Clinicians reported that the prototype can support clinician-patient collaboration in agenda-setting, communicating symptoms, and navigating patients' verbal reports. They suggested potential use scenarios, such as reviewing the prototype before consultations and using the prototype when patients missed their consultations. They also speculated potential negative consequences: patients may feel like they are being monitored, which may yield negative effects, and the use of the prototype may increase the workload of clinicians, which is already difficult to manage. Finally, our participants expressed concerns regarding the prototype: they were unsure whether patients' social media accounts represented their actual behaviors; they wanted to learn how and when the machine learning algorithm can fail to meet their expectations of trust; and they were worried about situations where they could not properly respond to the insights, especially emergency situations outside of clinical settings.
Our findings support the touted potential of computational mental health insights from patients' social media account data, especially in the context of psychotherapy consultations. However, sociotechnical issues, such as transparent algorithmic information and institutional support, should be addressed in future endeavors to design implementable and sustainable technology.
先前的研究表明,社交媒体数据与机器学习算法相结合,可用于生成有关心理健康的计算见解。这些计算见解有潜力在心理治疗咨询过程中支持临床医生与患者的沟通。然而,临床医生在咨询过程中如何看待和设想使用这些计算见解,尚未得到充分探索。
本研究旨在了解临床医生对患者社交媒体活动中计算心理健康见解的看法。我们关注在心理治疗咨询过程中使用这些见解的机遇和挑战。
我们开发了一个原型,它可以分析获得患者同意的Facebook数据,并直观地呈现这些计算见解。我们将这些见解纳入现有的面向临床医生的评估工具,即汉密尔顿抑郁量表和总体功能:社交量表。设计意图是,临床医生在查看患者社交媒体活动的相关见解(例如,显示抑郁的帖子数量)时,会口头询问患者(例如,你过去一周的情绪如何?)。使用该原型,我们对心理健康临床医生(精神科医生、临床心理学家和持牌临床社会工作者)进行了访谈(n = 15)和3个焦点小组讨论(n = 13)。使用主题分析法对转录的定性数据进行分析。

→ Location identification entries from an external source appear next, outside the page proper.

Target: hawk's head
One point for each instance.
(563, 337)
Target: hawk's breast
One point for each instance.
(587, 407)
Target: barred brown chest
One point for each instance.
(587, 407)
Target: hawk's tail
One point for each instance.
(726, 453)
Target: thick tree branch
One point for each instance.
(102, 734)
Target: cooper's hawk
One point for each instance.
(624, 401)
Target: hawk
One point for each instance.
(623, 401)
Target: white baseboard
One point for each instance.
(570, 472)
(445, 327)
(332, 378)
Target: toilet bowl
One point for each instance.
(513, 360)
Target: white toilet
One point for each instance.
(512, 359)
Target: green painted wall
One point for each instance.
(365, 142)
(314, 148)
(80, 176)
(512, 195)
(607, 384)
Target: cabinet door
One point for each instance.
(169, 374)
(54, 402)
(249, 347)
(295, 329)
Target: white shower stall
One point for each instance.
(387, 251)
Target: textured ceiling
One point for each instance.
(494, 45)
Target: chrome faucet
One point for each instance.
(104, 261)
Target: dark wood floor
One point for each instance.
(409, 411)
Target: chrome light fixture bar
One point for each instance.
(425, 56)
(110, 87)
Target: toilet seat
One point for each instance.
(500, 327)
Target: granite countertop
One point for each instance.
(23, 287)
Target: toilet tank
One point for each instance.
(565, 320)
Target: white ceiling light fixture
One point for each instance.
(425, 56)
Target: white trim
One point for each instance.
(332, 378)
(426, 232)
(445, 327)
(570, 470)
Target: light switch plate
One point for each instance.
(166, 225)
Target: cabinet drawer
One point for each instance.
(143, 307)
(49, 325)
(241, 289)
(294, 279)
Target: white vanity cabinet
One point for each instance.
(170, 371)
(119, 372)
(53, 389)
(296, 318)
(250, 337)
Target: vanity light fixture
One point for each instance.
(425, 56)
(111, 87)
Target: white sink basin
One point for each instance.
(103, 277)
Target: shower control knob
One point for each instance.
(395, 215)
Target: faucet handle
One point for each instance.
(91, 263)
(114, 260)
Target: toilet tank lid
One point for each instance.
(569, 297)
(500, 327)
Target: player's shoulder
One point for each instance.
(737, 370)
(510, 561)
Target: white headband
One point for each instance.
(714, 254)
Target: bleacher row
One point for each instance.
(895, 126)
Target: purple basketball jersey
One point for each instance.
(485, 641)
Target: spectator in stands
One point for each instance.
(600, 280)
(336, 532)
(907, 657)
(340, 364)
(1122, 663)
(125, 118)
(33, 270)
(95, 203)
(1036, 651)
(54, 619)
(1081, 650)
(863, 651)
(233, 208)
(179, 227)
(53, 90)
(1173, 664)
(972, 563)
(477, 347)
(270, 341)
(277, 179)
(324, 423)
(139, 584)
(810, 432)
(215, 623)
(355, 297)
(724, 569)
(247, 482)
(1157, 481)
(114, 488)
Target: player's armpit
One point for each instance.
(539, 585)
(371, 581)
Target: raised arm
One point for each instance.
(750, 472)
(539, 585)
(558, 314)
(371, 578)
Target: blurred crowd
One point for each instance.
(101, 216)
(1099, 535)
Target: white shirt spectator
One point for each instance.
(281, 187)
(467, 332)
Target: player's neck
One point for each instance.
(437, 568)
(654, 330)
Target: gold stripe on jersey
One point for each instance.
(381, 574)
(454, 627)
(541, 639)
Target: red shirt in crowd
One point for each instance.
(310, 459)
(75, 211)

临床医生报告称,该原型可以在议程设定、症状沟通以及梳理患者口头报告方面支持临床医生与患者的协作。他们提出了潜在的使用场景,例如在咨询前查看原型以及在患者错过咨询时使用原型。他们还推测了潜在的负面后果:患者可能会觉得自己受到监视,这可能会产生负面影响,并且使用原型可能会增加临床医生本就难以管理的工作量。最后,我们的参与者对该原型表示担忧:他们不确定患者的社交媒体账户是否代表其实际行为;他们想了解机器学习算法在何时以及如何可能无法达到他们对信任的期望;他们担心在无法对这些见解做出适当回应的情况下,尤其是在临床环境之外的紧急情况下。
我们的研究结果支持了从患者社交媒体账户数据中获得的计算心理健康见解的潜在价值,尤其是在心理治疗咨询的背景下。然而,在未来设计可实施且可持续技术的努力中,应解决社会技术问题,如透明的算法信息和机构支持。